Add rubyzip refinement to speed up entry count
What does this MR do and why?
In https://gitlab.com/gitlab-org/gitlab/-/issues/345673 we identified the need to provide a faster, more efficient way to count entries in a zip file.
This MR adds a small refinement to Zip::File
(part of the rubyzip
gem) that does just that. It operates by reading only the EOCD
data structure, which contains an integer field with the entry count.
For a zip file with 1M entries, it improves performance by several orders of magnitude, as it runs with constant CPU and memory use, whereas iterating Central Directory entries is O(N) both for CPU and memory use.
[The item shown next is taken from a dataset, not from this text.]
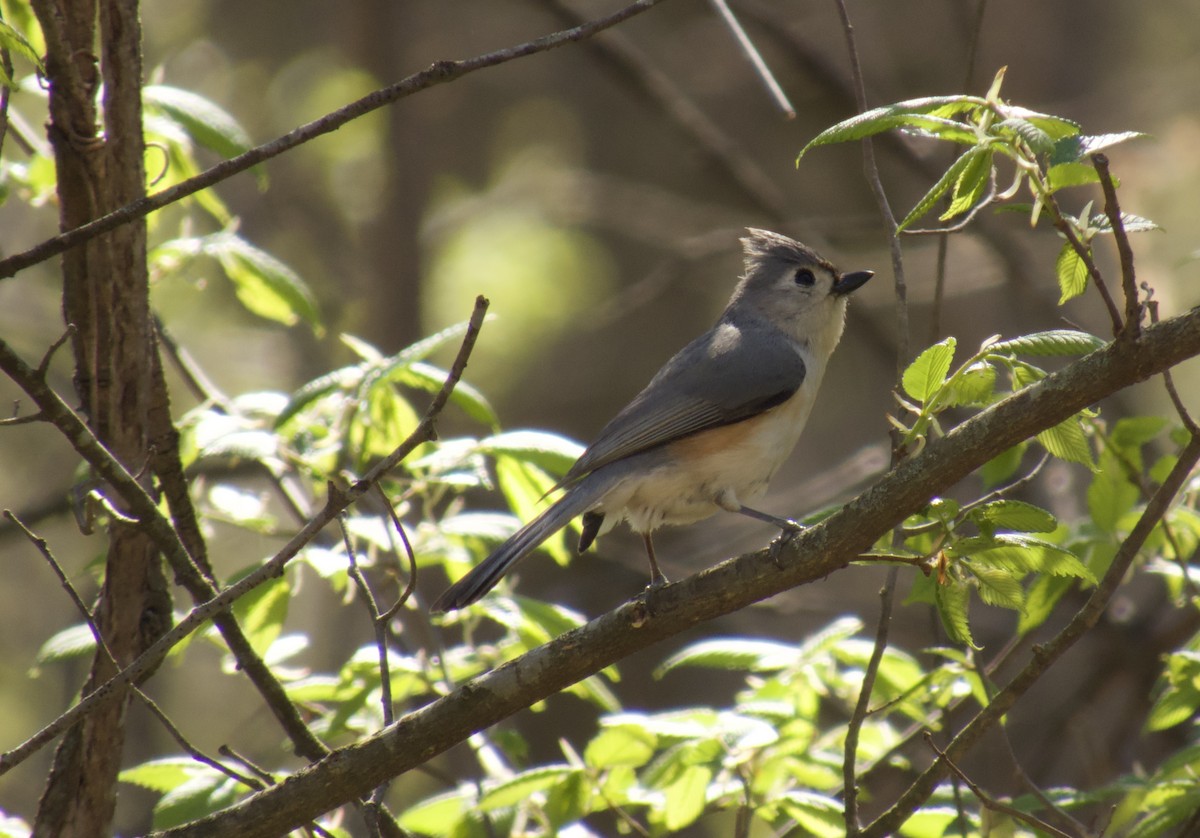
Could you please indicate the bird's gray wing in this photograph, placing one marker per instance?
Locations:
(718, 379)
More details with timing in https://gitlab.com/gitlab-org/gitlab/-/issues/345673#note_733321374
How to set up and validate locally
Run Rails console and paste this snippet:
module M
using GemExtensions::Rubyzip::Refinements
def fast_count(archive_path)
Zip::File.entry_count(File.open(archive_path))
end
extend self
end
[8] pry(main)> M.fast_count '/home/git/gitlab/spec/fixtures/safe_zip/valid-simple.zip'
=> 7
Compare:
$ unzip -l spec/fixtures/safe_zip/valid-simple.zip
Archive: spec/fixtures/safe_zip/valid-simple.zip
Length Date Time Name
--------- ---------- ----- ----
0 2019-01-17 16:30 public/
12 2019-01-17 16:30 public/index.html
0 2019-01-17 16:30 public/assets/
0 2019-01-17 16:30 public/assets/image.png
6 2019-01-17 16:30 public/images
0 2019-01-17 16:30 source/
12 2019-01-17 16:30 source/index.html
--------- -------
30 7 files
Possible follow-ups
- Write documentation for efficient use of zip files
- Write a Cop that flags potentially harmful use of rubyzip APIs
MR acceptance checklist
This checklist encourages us to confirm any changes have been analyzed to reduce risks in quality, performance, reliability, security, and maintainability.
-
I have evaluated the MR acceptance checklist for this MR.
Related to #345673